Autophagy and endocrine resistance in breast cancer

Abstract

The American Cancer Society estimates that over 200,000 new breast cancer cases are diagnosed annually in the USA alone. Of these cases, the majority are invasive breast cancers and almost 70% are estrogen receptor-α positive. Therapies targeting the estrogen receptor-α are widely applied and include selective estrogen receptor modulators such as tamoxifen, a selective estrogen receptor downregulator such as Fulvestrant (Faslodex; FAS, ICI 182,780), or one of the third-generation aromatase inhibitors including letrozole or anastrozole. While these treatments reduce breast cancer mortality, many estrogen receptor-α-positive tumors eventually recur, highlighting the clinical significance of endocrine therapy resistance. The signaling leading to endocrine therapy resistance is poorly understood; however, preclinical studies have established an important role for autophagy in the acquired resistance phenotype. Autophagy is a cellular degradation process initiated in response to stress or nutrient deprivation, which attempts to restore metabolic homeostasis through the catabolic lysis of aggregated proteins, unfolded/misfolded proteins or damaged subcellular organelles. The duality of autophagy, which can be either pro-survival or pro-death, is well known. However, in the context of endocrine therapy resistance in breast cancer, the inhibition of autophagy can potentiate resensitization of previously antiestrogen resistant breast cancer cells. In this article, we discuss the complex and occasionally contradictory roles of autophagy in cancer and in resistance to endocrine therapies in breast cancer.
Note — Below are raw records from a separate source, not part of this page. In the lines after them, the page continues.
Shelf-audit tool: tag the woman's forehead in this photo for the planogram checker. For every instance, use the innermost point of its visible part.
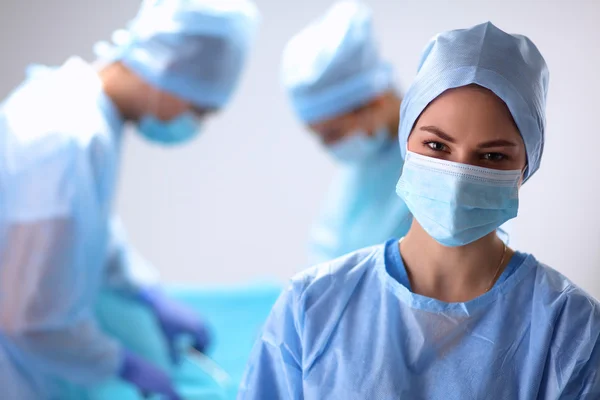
(470, 108)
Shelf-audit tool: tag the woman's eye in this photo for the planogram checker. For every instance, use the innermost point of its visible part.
(494, 157)
(436, 146)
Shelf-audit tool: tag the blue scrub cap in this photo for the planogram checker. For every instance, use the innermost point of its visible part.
(511, 66)
(194, 49)
(333, 66)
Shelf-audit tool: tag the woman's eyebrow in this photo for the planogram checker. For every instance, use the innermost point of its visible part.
(497, 143)
(438, 132)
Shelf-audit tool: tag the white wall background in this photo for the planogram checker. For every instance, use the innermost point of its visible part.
(238, 203)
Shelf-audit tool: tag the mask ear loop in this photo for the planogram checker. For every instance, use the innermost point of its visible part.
(502, 233)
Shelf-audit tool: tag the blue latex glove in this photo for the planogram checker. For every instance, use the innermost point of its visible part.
(146, 377)
(176, 320)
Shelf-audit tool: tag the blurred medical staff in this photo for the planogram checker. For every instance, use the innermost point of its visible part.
(340, 87)
(61, 134)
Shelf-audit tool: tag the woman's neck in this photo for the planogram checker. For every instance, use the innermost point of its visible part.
(452, 274)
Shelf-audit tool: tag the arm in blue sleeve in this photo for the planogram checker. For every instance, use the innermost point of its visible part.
(46, 307)
(275, 367)
(585, 384)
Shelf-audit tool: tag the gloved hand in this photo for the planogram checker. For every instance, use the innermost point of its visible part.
(176, 320)
(146, 377)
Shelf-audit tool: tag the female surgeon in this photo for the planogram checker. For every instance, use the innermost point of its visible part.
(448, 312)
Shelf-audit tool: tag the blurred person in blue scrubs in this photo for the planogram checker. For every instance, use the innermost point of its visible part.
(344, 92)
(449, 311)
(61, 134)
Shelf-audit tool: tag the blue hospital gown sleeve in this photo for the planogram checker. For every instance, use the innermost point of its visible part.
(585, 384)
(274, 370)
(45, 312)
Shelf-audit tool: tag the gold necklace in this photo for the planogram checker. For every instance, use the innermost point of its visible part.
(497, 270)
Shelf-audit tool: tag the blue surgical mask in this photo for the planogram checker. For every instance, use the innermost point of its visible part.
(359, 147)
(457, 203)
(176, 131)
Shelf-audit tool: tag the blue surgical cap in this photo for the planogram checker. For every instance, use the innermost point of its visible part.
(333, 66)
(194, 49)
(511, 66)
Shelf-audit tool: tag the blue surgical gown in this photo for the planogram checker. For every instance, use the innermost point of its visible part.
(59, 246)
(352, 329)
(361, 208)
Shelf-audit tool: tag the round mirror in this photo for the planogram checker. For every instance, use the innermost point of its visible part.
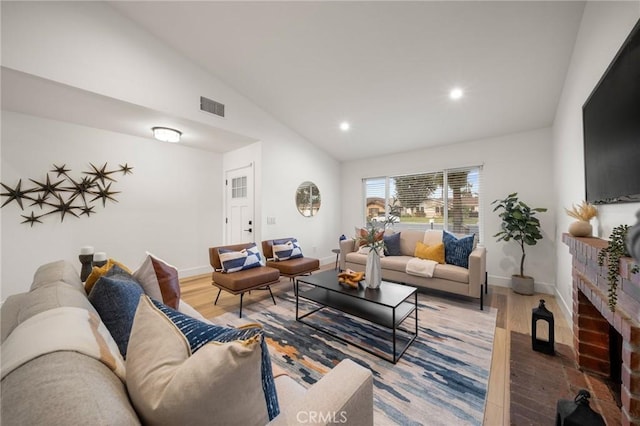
(308, 199)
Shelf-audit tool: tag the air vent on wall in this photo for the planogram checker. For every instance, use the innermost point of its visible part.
(211, 106)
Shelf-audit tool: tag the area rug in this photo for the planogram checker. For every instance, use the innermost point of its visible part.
(440, 380)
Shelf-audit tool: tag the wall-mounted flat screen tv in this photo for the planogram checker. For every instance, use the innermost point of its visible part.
(611, 124)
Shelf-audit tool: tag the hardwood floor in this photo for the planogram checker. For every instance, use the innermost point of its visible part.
(514, 314)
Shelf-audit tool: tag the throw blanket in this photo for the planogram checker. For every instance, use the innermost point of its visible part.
(420, 267)
(61, 329)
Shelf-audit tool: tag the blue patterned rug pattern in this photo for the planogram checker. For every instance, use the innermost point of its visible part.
(440, 380)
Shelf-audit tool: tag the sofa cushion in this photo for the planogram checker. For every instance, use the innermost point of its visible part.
(115, 296)
(221, 382)
(284, 250)
(432, 237)
(65, 388)
(53, 272)
(408, 240)
(159, 280)
(199, 334)
(434, 252)
(393, 263)
(20, 307)
(234, 261)
(457, 250)
(392, 244)
(99, 271)
(452, 273)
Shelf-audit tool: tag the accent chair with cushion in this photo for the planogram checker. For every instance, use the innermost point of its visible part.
(238, 268)
(286, 256)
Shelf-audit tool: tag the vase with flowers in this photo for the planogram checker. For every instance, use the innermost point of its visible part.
(372, 236)
(583, 213)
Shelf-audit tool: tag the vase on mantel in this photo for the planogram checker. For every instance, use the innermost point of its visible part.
(373, 270)
(580, 228)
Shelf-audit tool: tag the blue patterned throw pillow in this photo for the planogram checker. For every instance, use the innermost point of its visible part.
(286, 249)
(234, 261)
(115, 296)
(199, 333)
(457, 250)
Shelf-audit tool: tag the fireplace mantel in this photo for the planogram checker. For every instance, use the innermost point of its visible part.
(591, 309)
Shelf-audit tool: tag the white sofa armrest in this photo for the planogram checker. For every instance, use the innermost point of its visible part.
(346, 246)
(477, 269)
(342, 396)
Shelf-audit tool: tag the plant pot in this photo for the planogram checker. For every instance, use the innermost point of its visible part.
(522, 284)
(580, 228)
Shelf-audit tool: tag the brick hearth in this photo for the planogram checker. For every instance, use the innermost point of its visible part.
(592, 317)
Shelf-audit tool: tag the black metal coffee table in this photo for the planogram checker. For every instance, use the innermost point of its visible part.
(388, 306)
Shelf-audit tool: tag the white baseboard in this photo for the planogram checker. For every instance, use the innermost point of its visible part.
(566, 311)
(544, 288)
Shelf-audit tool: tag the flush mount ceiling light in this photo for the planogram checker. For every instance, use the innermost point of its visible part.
(165, 134)
(456, 93)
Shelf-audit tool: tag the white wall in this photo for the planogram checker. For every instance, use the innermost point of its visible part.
(519, 163)
(604, 27)
(90, 46)
(168, 206)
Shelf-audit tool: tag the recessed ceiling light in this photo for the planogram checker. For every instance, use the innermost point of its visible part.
(456, 93)
(165, 134)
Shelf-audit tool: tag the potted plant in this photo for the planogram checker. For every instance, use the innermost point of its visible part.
(519, 223)
(616, 250)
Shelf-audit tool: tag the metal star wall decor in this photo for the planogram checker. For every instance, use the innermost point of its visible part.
(64, 194)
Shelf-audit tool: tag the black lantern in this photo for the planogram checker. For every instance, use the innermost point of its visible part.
(541, 313)
(577, 412)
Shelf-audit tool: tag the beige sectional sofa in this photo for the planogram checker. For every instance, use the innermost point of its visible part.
(67, 387)
(469, 282)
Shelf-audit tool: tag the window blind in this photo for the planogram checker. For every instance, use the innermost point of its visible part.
(447, 199)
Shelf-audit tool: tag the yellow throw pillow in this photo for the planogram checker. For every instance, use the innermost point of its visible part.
(97, 272)
(435, 252)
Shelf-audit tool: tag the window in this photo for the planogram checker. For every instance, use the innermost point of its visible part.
(420, 201)
(239, 187)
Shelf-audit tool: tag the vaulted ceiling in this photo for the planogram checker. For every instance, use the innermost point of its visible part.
(385, 67)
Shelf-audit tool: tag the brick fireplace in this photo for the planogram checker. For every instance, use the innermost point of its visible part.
(597, 331)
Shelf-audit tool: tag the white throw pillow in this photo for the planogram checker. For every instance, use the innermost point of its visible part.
(220, 383)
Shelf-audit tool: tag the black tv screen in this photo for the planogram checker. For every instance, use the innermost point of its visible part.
(611, 124)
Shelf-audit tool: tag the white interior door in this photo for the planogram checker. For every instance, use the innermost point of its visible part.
(239, 201)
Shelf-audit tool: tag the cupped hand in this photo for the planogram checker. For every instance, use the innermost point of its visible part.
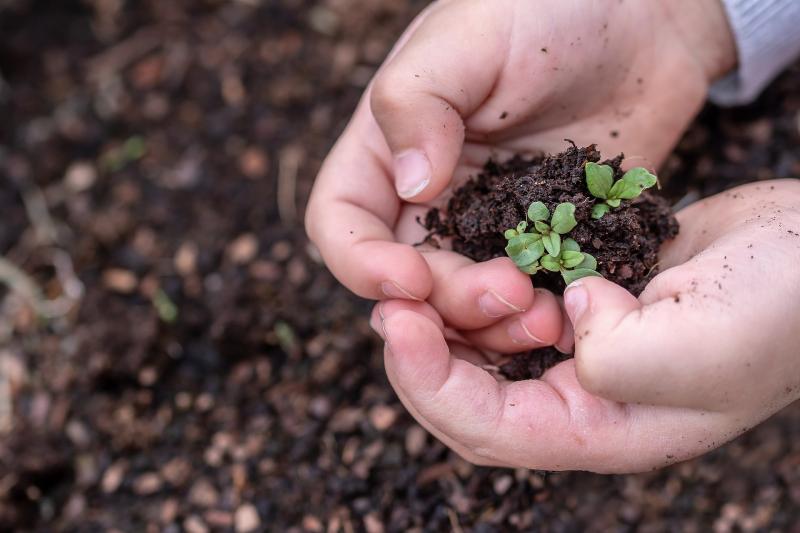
(472, 79)
(708, 350)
Figure 1. Cellular pathway of autophagy

The PI3K complex mediates the initiation of the phagophore membrane, enveloping labeled cytosolic proteins organelles and fat. mTOR and Bcl-2 can inhibit the initiation of autophagy. The Atg12-Atg5-Atg16 complex, LC3 and the transmembrane Atg9 are recruited to the phagophore and are necessary for elongation of the double membrane. Lysosomes fuse with the autophagosome, creating the autolysosome. The resulting products of the catalytic degradation process are transported to the cytosol and recycled. LC: Light chain-3.

Figure 2. Effect of the unfolded protein response on autophagy

The unfolded protein response can activate autophagy through two distinct mechanisms. PERK activation leads to phosphorylation of eIF2α, resulting in increased ATF4 transcription. ATF4 promotes the transcription of Atg12, resulting in increased autophagy. Another mechanism of unfolded protein response-modulating autophagy is through activation of IRE1. IRE1 activates JNK, leading to the subsequent phosphorylation of Bcl-2. Bcl-2 phosphorylation prevents its binding to beclin-1, thereby promoting autophagy. ATF: Activating transcription factor; IRE1: Inositol requiring enzyme-1; PERK: PKR-like endoplasmic reticulum kinase.